The documentation says:

  • radius – The radius used for building the Circular Local Binary Pattern. The greater the radius, the

  • neighbors – The number of sample points to build a Circular Local Binary Pattern from. An appropriate value is to use 8 sample points. Keep in mind: the more sample points you include, the higher the computational cost.

  • grid_x – The number of cells in the horizontal direction, 8 is a common value used in publications. The more cells, the finer the grid, the higher the dimensionality of the resulting feature vector.

  • grid_y – The number of cells in the vertical direction, 8 is a common value used in publications. The more cells, the finer the grid, the higher the dimensionality of the resulting feature vector.

  1. The documentation says: "The greater the radius, the". What happens when I use a greater radius?

  2. As the documentation says in the neighbor's parameter: "the more sample points you include, the higher the computational cost", but what is the benefit of a greater "sample points"?

  3. What is the benefit of using higher grid_x and grid_y? It will increase the computational cost, right? The documentation says: "The more cells, the finer the grid, the higher the dimensionality of the resulting feature vector.". It means that the vector will be more accurate to represent that face?

2017-06-26 11:14:22 -0600 commented question Little doubt about the face detection operation using Haar cascades

Thanks @berak. So, the value for the rectangle area is calculated based on the integral image, and each value from the integral image, in turn, is generated from the sum of all pixels (intensity) in the up-left from the original image. Is that right? If it is right, the answer to my question is that it uses the intensity of the pixels to calculate the rectangles value.

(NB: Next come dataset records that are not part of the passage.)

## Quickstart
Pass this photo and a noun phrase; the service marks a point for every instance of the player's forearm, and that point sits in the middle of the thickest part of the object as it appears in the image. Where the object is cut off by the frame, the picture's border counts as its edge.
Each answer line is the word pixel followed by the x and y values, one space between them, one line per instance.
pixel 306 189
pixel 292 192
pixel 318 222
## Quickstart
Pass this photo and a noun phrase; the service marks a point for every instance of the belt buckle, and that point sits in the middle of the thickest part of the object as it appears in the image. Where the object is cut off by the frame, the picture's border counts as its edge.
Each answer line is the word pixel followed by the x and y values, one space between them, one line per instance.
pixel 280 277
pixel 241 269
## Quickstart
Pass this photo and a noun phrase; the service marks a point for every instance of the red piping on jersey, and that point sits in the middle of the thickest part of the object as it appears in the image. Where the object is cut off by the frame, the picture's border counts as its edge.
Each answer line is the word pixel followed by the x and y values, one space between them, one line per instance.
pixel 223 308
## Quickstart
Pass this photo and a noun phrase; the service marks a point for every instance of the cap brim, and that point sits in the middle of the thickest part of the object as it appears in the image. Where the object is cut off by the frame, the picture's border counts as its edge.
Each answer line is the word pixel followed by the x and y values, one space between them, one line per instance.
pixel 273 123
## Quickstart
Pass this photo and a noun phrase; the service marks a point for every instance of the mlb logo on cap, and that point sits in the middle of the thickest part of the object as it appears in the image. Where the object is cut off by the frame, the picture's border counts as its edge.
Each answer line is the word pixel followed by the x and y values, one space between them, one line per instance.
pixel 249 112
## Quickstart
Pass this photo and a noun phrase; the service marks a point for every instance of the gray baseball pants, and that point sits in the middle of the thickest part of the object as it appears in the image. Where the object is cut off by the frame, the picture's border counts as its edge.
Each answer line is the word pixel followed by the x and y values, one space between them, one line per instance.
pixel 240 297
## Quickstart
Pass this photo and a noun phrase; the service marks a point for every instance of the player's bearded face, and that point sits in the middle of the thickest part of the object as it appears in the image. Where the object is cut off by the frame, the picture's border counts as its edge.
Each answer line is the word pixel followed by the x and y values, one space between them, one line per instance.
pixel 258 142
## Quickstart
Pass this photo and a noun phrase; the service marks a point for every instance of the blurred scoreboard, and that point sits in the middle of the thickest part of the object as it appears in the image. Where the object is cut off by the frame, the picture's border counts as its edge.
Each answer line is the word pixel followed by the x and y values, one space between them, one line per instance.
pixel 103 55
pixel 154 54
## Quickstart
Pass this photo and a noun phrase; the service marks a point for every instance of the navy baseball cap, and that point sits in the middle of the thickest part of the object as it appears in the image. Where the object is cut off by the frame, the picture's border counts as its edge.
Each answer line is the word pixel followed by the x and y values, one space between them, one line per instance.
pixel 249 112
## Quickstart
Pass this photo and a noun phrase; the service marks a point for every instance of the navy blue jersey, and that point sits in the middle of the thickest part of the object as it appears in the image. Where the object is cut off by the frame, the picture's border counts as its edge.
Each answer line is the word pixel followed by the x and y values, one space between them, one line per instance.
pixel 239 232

Now I have another doubt, about the integral image. It uses the intensity of the current pixel to generate the corresponding value (x,y) for the integral image?

For example:

|10|15|

|18|20|

Original

|10|25|

|28|63|

Integral

Is that correct?

2017-06-26 08:51:27 -0600 asked a question Little doubt about the face detection operation using Haar cascades

I don't quite understand how the pixels are summed in each rectangle area described here: Face Detection using Haar Cascades

It says:

Each feature is a single value obtained by subtracting sum of pixels under white rectangle from sum of pixels under black rectangle.

What are summed in each region (rectangle)? The number of pixels or the intensity of all pixels in that region?

2017-06-18 21:01:14 -0600 commented answer Difference between LBP and LBPH

Thank you so much @ThorbjornSomod. Then, the LBP operation represents the operation that calculates a new decimal value for a specific pixel based on its neighbors (as you described) and the LBPH just measures the occurrence of each decimal value (after applying the LBP operation) creating a histogram. If I understood correctly the histogram is used to decrease the data dimension, is that correct?

For example:

Thinking of a grayscale image after applying the LBP we can get the following pixels:

pixels: 20, 20, 12, 15, 20, 12, 15, 13, 20, 12, ...

Applying the histogram approach we can get:

pixels: 12, 13, 15, 20, ...
occurrence: 3, 1, 2, 4, ...
2017-06-18 20:44:03 -0600 marked best answer Difference between LBP and LBPH

Is there a difference between Local Binary Patterns (LBP) and Local Binary Patterns Histograms (LBPH) or is it the same thing?

I'm just a little confused because in the documentation it appears sometimes as LBP and other times as LBPH.

Note: this is just a conceptual doubt.